Web applications use the stateless HTTP protocol, so each request is independent; to maintain user state a session mechanism is introduced, typically backed by a cookie that stores a session ID (e.g., Tomcat’s JSESSIONID).

When a browser first accesses a protected resource, the server creates a session, returns the session ID, and the browser includes this ID in subsequent requests, allowing the server to recognize the same user.

Two common ways to carry the session ID are request parameters and cookies; cookies are preferred because browsers automatically attach them to matching domain requests.

Login status is stored in the session (e.g.,

HttpSession session = request.getSession();

session.setAttribute("isLogin", true);

) and later retrieved to decide whether the user is authenticated.

In multi‑system environments a user would otherwise need to log in to each system separately; sharing cookies across sub‑domains is limited by domain scope, technology stack differences, and security concerns, so a dedicated Single Sign‑On (SSO) approach is required.

SSO introduces an independent authentication center that validates credentials once, creates a global session and an authorization token, and then redirects the user back to the original system with the token as a parameter.

The token is verified by each subsystem (SSO client); upon successful verification the subsystem creates a local session (e.g., setting session.setAttribute("isLogin", true);) and registers itself with the SSO server.

Logout works by the client sending a logout request (including the token) to the SSO server, which destroys the global session and notifies all registered subsystems to invalidate their local sessions.

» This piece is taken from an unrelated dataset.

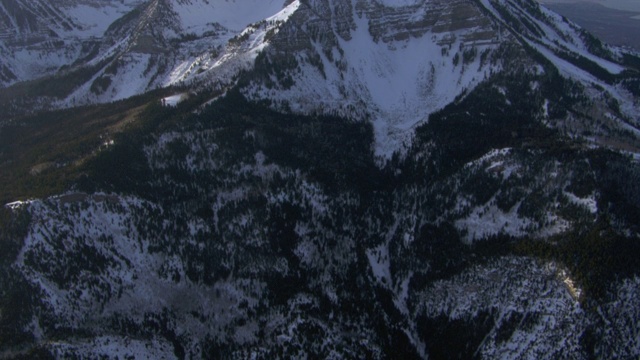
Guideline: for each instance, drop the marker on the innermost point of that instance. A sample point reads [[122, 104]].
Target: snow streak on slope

Implementation steps (Java):

SSO client uses a LoginFilter (implemented as a servlet filter) to intercept unauthenticated requests and redirect to the SSO server.

SSO server provides a login endpoint that validates credentials, creates the global session, and generates a token (e.g., String token = UUID.randomUUID().toString();).

After login, the server redirects back with the token; the client extracts the token ( String token = req.getParameter("token");) and calls the SSO server to verify it via HTTP client.

On successful verification the client marks the local session as logged in.

Both client and server maintain a registry (e.g., in Redis) mapping tokens to subsystem URLs to support single logout.

Logout endpoint on the SSO server invalidates the global session and iterates over the registry, sending HTTP requests to each subsystem to invalidate their local sessions (implemented with an HttpPost).

Key code snippets:

public void doFilter(ServletRequest request, ServletResponse response, FilterChain chain) throws IOException, ServletException {
    HttpServletRequest req = (HttpServletRequest) request;
    HttpServletResponse res = (HttpServletResponse) response;
    HttpSession session = req.getSession();
    if (session.getAttribute("isLogin") != null) {
        chain.doFilter(request, response);
        return;
    }
    // redirect to SSO server
    res.sendRedirect("sso-server-url-with-system-url");
}

@RequestMapping("/login")
public String login(String username, String password, HttpServletRequest req) {
    this.checkLoginInfo(username, password);
    req.getSession().setAttribute("isLogin", true);
    return "success";
}

String token = UUID.randomUUID().toString();

Deployment diagram shows the SSO server communicating with multiple client systems via HTTP/REST; token storage and system registration are typically kept in an in‑memory store such as Redis for fast access.

Overall, the article walks through the theory of SSO, the problems it solves for multi‑system authentication, and provides a concrete, minimal Java example covering login, token generation, verification, session creation, and single logout.